In Suriname is dit jaar vooral door de commercie extra aandacht besteed aan de Internationale Dag van de Vrouw. De insteek was meer commercieel om zaken te doen. De achtergrond van deze dag en haar relevantie is niet echt naar buiten gekomen. We denken aan deze dag vooral aan de vrouwenrechten en het Vrouwenrechtenverdrag dat door Suriname is geratificeerd. Ook denken we aan de vrouwenbeweging die door vergrijzing en de invloed van de natuur een stille dood aan het sterven is.
Vanuit de overheid is Binnenlandse Zaken het ministerie dat de rechten van de vrouw moet coördineren via het Nationaal Bureau Genderrechten. Veel horen we niet van dit bureau, men is of te bescheiden of heeft het bureau te maken met een tekort aan capaciteit. Bijna alle ministeries van Suriname hebben te maken met genderrechten, de sociale ministeries maar ook de economische ministeries lopen daar vooraan. Gelijkheid en de genderrechten zijn ook onderdeel van de Duurzame Ontwikkelingsdoelstellingen (SDG’s) en wel SDG No. 5 en No. 10.
Het Vrouwenrechtenverdrag is door Suriname geratificeerd en daarop komen we straks terug.
De Internationale Dag van de Vrouw op 8 maart is ontstaan als een dag van strijd en erkenning voor de economische, politieke en sociale prestaties van vrouwen. Het idee voor een ‘vrouwendag’ werd voor het eerst voorgesteld in 1910 door Clara Zetkin, een Duitse socialiste en vrouwenrechtenactiviste, tijdens de Tweede Internationale Conferentie van Werkende Vrouwen in Kopenhagen. Zetkin stelde voor om elk jaar een dag te kiezen waarop vrouwen wereldwijd zouden pleiten voor gelijke rechten, inclusief het stemrecht.
De eerste Vrouwendag werd in 1911 in enkele Europese landen gevierd met demonstraties en bijeenkomsten.
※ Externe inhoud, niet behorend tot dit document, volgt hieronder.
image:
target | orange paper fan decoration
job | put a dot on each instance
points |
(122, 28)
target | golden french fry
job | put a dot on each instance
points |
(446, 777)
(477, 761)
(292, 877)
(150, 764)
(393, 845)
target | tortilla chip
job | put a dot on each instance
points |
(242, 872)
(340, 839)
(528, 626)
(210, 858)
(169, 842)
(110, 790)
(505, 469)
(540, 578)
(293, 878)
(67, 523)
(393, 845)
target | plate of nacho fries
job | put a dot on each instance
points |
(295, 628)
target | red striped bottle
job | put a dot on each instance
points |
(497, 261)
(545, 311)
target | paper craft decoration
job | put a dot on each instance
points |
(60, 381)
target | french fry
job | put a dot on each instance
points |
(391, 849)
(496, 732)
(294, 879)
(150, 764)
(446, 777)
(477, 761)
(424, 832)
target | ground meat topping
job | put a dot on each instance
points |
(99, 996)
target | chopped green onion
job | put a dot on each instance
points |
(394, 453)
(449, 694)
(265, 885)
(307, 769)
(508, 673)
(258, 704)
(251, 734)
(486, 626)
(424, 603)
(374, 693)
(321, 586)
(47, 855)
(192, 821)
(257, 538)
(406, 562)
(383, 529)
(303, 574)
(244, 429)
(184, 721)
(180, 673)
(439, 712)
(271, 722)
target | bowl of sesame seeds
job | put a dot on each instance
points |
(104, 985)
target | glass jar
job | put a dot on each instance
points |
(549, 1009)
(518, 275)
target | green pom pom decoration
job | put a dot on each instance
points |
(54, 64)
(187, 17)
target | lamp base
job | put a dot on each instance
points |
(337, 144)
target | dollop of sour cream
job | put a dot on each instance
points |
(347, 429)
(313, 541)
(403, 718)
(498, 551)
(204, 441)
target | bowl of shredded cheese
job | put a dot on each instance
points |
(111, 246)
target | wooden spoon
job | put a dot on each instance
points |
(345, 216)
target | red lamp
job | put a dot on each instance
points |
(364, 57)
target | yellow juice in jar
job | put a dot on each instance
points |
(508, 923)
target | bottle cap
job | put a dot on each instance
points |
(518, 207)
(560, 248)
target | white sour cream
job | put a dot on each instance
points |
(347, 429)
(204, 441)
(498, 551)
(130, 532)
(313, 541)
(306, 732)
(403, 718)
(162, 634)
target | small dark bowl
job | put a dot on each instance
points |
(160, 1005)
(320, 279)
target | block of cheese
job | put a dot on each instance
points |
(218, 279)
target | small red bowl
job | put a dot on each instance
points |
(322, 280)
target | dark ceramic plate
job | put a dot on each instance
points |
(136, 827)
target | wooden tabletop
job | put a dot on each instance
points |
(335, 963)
De datum, 8 maart, werd in 1917 symbolisch toen vrouwen in Sint-Petersburg, Rusland, staakten voor “Brood en Vrede” – wat een belangrijke aanloop was naar de Russische Revolutie. De Verenigde Naties erkende officieel 8 maart als Internationale Vrouwendag in 1975, tijdens het Internationaal Jaar van de Vrouw, om aandacht te vragen voor de strijd voor vrouwengelijkheid en empowerment over de hele wereld.
De reden achter het markeren van deze dag is het vieren van de prestaties van vrouwen, terwijl er ook aandacht wordt gevraagd voor de voortdurende strijd tegen genderongelijkheid en discriminatie. Het is een dag van reflectie op de vooruitgang die is geboekt, het oproepen tot verandering en het vieren van de daadkracht van vrouwen van alle tijden en plaatsen in de geschiedenis.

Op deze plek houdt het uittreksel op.